Weil ich im changelog von samba 3.0.25 gelesen habe, dass eine Reihe von
updates bzgl. der kompatibilität zu Vista reingekommen sind habe ich
versucht einen update zu machen und seitdem tut leider gar nichts mehr.
Beim 3.0.25 startet der winbind gar nicht erst (was aber auch am Debianpaket
liegen kann und daher nichts zur Sache tut). Zuruck bei <= Version 3.0.24
spinnt seit dem updateversuch die Kerberos Authentifizierung.
Folgendes funktioniert:
* wbinfo -u
* net ads testjoin
Folgendes funktioniert nicht:
Dateizugriff von Windows, wenn Kerberos benutzt wird also \\name!
\\ip scheint halbwegs zu klappen.
Das sieht im logfile (debuglevel 4) dann so aus:
[2007/05/23 18:20:23, 3]
libads/kerberos_verify.c:ads_secrets_verify_ticket(261)
ads_secrets_verify_ticket: enc type [23] failed to decrypt with error
Decrypt integrity check failed
[2007/05/23 18:20:23, 3] libads/kerberos_verify.c:ads_verify_ticket(399)
ads_verify_ticket: krb5_rd_req with auth failed (Erfolg)
[2007/05/23 18:20:23, 1] smbd/sesssetup.c:reply_spnego_kerberos(202)
Failed to verify incoming ticket!
Ach ja, libkrb53 ist 1.3.6 aus Debian sarge. der samba ist ein selbst nach
sarge zurückportierter 3.0.24
Das Rechnerkonto hab ich im AD schon mehrfach gelöscht und neu angelegt.
Als Hintergrundinformation vielleicht noch folgendes.
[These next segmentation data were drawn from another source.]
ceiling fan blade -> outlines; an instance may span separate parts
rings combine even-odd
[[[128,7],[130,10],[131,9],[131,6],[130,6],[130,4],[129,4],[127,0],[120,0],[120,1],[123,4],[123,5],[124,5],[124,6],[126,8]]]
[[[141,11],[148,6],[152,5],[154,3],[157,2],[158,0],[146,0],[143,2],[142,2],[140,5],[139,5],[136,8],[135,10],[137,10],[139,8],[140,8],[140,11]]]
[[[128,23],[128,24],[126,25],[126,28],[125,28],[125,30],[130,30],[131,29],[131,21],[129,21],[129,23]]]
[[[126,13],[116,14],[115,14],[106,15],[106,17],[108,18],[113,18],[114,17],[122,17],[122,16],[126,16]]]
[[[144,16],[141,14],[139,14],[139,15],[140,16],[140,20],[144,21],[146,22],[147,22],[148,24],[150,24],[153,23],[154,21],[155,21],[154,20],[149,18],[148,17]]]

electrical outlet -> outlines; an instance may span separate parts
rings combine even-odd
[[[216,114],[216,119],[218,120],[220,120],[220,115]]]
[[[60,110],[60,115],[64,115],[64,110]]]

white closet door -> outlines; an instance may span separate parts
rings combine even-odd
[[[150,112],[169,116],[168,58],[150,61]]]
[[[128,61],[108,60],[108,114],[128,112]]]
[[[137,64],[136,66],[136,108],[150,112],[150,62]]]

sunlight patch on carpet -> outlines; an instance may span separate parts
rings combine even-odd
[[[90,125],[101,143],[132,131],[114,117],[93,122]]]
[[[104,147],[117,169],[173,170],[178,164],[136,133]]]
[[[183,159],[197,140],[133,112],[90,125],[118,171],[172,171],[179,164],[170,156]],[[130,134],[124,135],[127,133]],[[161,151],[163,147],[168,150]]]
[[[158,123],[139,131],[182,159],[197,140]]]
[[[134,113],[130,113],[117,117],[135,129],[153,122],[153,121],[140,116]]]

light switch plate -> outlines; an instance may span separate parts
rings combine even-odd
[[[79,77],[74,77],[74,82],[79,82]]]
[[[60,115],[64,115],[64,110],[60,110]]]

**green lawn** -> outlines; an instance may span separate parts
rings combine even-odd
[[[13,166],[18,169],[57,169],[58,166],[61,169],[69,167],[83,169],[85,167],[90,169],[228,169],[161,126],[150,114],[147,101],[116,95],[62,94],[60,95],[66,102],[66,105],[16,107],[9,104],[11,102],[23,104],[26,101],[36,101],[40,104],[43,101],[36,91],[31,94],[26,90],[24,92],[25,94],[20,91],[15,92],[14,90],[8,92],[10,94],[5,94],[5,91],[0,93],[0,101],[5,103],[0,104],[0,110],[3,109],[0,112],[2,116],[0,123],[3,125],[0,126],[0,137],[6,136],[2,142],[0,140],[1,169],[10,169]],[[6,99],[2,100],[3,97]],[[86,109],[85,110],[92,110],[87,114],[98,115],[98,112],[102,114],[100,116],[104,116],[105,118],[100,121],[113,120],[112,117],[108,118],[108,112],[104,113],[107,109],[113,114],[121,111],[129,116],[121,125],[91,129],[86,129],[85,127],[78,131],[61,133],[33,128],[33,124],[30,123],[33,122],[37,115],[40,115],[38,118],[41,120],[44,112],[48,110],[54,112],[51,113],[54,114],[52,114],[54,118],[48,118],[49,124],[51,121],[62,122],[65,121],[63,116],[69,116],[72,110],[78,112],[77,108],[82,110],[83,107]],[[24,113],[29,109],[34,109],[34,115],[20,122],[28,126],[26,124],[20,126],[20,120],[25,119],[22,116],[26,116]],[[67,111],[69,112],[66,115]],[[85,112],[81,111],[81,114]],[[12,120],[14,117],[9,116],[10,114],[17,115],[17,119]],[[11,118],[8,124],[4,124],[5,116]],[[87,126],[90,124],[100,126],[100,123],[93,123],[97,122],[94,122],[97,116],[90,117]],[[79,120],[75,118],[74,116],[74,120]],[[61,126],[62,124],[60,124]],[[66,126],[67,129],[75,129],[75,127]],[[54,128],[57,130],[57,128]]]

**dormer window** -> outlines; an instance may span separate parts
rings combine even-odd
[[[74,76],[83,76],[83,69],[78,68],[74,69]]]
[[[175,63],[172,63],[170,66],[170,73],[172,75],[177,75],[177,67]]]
Die zugreifenden
Benutzer haben ganz normale Benutzeraccounts, die per ldap verwaltet werden,
was auch problemlos funktioniert.
Wer weiss Rat?
Gruss
Sven
P.S.: smb.conf hab ich mal angehängt
--
"We don't know the OS that God uses, but the Vatican uses Linux"
(Sister Judith Zoebelein, Vatican Webmaster)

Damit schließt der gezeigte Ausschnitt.